An alternative personality in a virtual world has already been adopted by kids. For instance, my partner’s sons outfit their avatars with Air Jordans they can’t get in the real world. They regularly log into Fortnite to grab the latest skin and get limited-time-offer emotes. They express themselves freely, flex, exchange ideas and creativity, build up their emotional intelligence, and hang out with multitudes of their peers. It just may be that the metaverse provides another essential component of socializing and growing up.

I’ve spent hours buying tickets for flights, though. The dark patterns, features of interface design crafted to trick you into doing something you don’t want to do are one of my personal grievances. I’ve also spent countless hours endlessly scrolling through my socials, catching myself and vowing to never do it again more times than I’d like to admit. And the time I want to spend with my family, partner, and friends always seems out of reach.

As self-critical as I can get, I don’t think this is my own fault or a time-planning fallacy.

The design of digital experiences requires serious recalibration.

Are You Seeing What I’m Seeing?

What does the future of communication feel like?

We must think deeply and responsibly about the inevitable ever-present spatial internet, one with personalized digital experiences that span the physical and virtual worlds. Instead of a clear-cut divide between material and digital, what we call real is actually becoming a spectrum ranging from physical to virtual.

Right now, you are reading and dividing your attention between this screen and the space you’re in. A part of you is online, and a part of you isn’t.

Doesn’t feel like a division, does it?

Your reality is augmented, but there’s no violent transition in your experience. It’s seamless. Or at least, it feels seamless, cause it’s what most people accept as normal. I am convinced a significant chunk of our time will be spent in some form of augmented reality. Soon, spatial computing will be a normal part of daily life. And in it, virtual entities will provide a sense of intersubjectivity, give you information, offer advice and commentary on matters relevant to you in both virtual and material spaces. These facets of reality will not compete but, instead, enhance each other.

There will be different layers of realities that we can all be experiencing, even in the same environment or physical space.

Extended reality has a unique way of influencing our emotions, similar to how music can change our mood. This technology allows us to enter different environments that can make us feel by engaging our senses in a way that’s akin to, but much more intense than, listening to music.

As we move through these virtual spaces, the line between what’s real and what’s digital is starting to blur. XR doesn’t just change our view of the world; it changes our emotional experience in it, leading to new possibilities for creating spaces that understand and respond to our emotions better.

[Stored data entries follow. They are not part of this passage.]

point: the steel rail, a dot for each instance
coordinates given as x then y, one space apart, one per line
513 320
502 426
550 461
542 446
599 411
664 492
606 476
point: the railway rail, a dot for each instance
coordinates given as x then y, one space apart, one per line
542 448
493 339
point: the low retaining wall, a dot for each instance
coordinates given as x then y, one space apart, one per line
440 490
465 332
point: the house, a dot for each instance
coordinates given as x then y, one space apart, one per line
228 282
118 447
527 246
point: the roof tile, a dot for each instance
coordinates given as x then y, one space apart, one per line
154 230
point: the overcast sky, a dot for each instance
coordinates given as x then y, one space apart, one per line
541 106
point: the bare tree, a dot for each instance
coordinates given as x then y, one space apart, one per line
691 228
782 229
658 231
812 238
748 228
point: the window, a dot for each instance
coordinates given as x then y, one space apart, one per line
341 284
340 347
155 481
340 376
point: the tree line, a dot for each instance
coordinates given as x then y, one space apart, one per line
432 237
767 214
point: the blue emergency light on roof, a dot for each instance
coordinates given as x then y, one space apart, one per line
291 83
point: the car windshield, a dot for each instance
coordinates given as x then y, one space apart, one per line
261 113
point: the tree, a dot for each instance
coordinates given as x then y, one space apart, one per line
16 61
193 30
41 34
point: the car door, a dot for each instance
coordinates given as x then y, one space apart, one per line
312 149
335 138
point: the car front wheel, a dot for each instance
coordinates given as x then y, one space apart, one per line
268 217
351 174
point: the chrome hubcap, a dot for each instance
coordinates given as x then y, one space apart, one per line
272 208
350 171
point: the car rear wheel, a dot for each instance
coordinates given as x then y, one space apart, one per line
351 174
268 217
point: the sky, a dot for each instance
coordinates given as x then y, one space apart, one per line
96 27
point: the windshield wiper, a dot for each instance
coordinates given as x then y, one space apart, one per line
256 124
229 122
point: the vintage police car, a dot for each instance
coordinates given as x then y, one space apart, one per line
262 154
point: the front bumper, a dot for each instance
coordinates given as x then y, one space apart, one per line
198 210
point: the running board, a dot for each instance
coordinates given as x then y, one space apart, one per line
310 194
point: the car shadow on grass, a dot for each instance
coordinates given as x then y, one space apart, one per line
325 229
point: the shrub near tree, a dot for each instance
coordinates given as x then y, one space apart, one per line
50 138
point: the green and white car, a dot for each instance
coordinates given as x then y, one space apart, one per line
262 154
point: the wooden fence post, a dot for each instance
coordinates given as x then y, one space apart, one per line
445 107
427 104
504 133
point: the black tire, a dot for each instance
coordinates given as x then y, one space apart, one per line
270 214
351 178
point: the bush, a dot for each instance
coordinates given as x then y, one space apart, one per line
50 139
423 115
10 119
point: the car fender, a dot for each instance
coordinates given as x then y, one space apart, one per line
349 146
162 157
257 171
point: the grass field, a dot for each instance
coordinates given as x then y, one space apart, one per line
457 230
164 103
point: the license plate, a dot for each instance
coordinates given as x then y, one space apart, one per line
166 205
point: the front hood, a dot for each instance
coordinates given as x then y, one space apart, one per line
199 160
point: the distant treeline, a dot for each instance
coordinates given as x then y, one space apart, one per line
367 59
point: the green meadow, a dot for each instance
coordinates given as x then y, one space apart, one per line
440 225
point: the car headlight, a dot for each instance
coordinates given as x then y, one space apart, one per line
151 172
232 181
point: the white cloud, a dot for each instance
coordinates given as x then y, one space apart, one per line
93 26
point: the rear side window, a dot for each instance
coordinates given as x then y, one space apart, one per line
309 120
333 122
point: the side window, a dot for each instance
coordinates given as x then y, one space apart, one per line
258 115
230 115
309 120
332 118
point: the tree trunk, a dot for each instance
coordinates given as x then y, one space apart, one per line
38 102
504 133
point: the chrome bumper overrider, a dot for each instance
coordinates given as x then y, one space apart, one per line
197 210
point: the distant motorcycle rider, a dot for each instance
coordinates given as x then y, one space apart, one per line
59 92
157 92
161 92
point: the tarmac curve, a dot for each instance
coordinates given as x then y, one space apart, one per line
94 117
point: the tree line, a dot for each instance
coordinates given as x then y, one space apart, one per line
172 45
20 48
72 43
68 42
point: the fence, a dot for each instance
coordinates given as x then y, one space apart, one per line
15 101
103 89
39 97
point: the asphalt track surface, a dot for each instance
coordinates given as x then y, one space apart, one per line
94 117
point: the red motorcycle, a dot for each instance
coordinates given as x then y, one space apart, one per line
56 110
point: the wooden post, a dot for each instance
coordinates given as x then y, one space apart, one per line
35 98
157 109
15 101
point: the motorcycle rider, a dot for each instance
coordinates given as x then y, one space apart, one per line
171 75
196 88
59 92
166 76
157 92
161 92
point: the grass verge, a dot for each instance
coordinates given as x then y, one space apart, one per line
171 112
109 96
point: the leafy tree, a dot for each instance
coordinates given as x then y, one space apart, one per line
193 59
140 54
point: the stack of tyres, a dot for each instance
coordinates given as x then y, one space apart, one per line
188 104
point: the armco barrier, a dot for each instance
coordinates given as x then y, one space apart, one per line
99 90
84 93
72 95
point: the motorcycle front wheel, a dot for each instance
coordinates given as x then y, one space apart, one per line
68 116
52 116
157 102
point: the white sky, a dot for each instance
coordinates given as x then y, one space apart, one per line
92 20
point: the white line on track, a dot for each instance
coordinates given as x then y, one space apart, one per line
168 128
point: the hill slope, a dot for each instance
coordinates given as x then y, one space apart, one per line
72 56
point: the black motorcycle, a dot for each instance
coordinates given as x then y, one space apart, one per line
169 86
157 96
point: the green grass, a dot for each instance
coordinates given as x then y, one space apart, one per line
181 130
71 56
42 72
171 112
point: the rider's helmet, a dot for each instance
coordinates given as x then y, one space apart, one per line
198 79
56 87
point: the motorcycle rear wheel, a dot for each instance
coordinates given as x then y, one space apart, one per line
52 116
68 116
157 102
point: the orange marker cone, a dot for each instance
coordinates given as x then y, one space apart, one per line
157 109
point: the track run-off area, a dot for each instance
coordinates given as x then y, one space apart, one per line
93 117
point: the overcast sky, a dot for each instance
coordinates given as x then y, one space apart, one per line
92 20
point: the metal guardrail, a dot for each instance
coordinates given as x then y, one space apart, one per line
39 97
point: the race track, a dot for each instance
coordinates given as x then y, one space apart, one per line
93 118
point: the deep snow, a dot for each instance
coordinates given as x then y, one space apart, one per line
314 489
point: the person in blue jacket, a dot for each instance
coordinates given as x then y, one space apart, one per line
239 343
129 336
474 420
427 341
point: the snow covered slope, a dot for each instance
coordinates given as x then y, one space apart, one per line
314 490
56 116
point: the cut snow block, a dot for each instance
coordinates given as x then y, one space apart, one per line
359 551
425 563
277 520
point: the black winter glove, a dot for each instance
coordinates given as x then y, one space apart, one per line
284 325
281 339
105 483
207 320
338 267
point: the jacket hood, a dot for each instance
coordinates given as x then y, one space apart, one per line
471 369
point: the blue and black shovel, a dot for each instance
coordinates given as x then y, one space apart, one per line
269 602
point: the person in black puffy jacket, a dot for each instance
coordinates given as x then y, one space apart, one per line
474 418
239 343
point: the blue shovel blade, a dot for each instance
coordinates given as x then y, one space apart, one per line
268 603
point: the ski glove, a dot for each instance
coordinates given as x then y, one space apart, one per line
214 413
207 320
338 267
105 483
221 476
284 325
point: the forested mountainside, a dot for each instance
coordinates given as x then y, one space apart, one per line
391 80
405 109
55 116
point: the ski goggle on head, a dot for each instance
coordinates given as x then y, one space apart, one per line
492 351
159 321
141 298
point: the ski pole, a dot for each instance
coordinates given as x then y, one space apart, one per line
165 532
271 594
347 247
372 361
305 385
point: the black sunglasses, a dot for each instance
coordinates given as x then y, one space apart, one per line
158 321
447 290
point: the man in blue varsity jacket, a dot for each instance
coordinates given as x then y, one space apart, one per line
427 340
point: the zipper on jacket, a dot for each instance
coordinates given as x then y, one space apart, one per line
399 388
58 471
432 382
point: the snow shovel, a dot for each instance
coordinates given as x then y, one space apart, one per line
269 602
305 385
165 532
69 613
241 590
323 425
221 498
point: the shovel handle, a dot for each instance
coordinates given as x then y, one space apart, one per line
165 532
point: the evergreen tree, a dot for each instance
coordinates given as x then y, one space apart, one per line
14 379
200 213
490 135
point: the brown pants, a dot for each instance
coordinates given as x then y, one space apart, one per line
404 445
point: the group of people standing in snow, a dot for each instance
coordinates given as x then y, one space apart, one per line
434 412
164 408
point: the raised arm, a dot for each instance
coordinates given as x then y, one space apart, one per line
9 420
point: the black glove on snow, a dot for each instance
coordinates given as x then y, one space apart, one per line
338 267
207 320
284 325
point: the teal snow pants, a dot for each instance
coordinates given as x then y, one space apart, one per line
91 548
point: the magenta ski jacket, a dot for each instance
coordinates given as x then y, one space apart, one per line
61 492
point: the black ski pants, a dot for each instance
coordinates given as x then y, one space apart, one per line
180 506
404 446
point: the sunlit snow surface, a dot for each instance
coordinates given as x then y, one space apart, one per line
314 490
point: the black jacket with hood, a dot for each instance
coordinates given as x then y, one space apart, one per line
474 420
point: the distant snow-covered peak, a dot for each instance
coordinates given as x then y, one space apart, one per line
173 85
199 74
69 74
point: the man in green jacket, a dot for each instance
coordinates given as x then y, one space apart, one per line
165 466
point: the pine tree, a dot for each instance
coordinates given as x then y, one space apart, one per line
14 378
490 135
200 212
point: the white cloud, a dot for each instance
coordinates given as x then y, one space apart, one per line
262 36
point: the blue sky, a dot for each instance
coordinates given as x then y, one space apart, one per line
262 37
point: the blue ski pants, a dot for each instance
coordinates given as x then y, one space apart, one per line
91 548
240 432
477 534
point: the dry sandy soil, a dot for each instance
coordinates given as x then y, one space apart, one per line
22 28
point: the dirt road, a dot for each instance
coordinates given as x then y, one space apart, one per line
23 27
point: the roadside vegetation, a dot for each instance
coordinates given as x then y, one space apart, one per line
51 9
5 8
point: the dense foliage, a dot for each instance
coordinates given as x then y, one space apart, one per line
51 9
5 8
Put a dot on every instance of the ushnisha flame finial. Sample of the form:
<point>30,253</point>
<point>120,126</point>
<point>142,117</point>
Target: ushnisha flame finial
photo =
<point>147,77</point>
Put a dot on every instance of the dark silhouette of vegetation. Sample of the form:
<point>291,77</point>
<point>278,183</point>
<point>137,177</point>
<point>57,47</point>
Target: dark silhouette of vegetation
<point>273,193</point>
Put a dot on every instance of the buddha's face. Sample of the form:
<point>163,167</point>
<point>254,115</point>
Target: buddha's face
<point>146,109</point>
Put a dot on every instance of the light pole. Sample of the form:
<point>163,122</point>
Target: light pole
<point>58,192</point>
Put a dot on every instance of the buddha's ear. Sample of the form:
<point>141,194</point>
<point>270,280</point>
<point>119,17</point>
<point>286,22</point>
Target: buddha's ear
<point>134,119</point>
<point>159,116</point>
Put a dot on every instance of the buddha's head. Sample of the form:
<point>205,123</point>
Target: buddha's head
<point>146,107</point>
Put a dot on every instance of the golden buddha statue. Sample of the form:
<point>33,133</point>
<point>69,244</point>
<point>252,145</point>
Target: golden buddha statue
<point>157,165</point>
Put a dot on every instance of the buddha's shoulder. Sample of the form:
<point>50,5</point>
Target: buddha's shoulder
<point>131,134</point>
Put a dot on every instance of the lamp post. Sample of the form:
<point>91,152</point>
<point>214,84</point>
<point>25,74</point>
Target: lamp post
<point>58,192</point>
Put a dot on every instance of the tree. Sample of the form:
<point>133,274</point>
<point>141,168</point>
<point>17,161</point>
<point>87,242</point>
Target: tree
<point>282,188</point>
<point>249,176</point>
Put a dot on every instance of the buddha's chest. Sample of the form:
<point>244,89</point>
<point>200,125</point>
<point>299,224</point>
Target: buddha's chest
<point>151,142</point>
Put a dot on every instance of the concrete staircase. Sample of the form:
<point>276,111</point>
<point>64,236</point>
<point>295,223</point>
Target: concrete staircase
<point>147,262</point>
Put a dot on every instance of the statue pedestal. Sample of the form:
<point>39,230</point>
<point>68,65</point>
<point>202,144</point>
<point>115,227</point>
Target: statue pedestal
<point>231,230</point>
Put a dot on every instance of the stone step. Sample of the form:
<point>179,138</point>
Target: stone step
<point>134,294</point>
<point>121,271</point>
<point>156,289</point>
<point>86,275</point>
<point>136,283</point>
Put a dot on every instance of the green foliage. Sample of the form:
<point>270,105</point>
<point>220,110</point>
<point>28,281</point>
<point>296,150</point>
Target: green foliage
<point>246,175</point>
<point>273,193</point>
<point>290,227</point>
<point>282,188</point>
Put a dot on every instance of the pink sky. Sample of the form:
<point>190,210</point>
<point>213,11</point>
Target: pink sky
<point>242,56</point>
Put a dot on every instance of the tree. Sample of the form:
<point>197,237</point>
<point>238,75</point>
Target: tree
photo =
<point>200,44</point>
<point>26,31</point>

Spatial computing will allow us to create a canvas for our collective imagination, inviting us to not only reimagine our current realities but to actively shape them. It challenges us to think beyond the confines of our immediate surroundings and to envision a future where our digital and physical realms enhance each other, leading to unprecedented levels of creativity, understanding, and connectivity.

XR promises a future where the boundaries of what is possible are continually redrawn, heralding a new chapter in human advancement, one where we will not be clicking at all.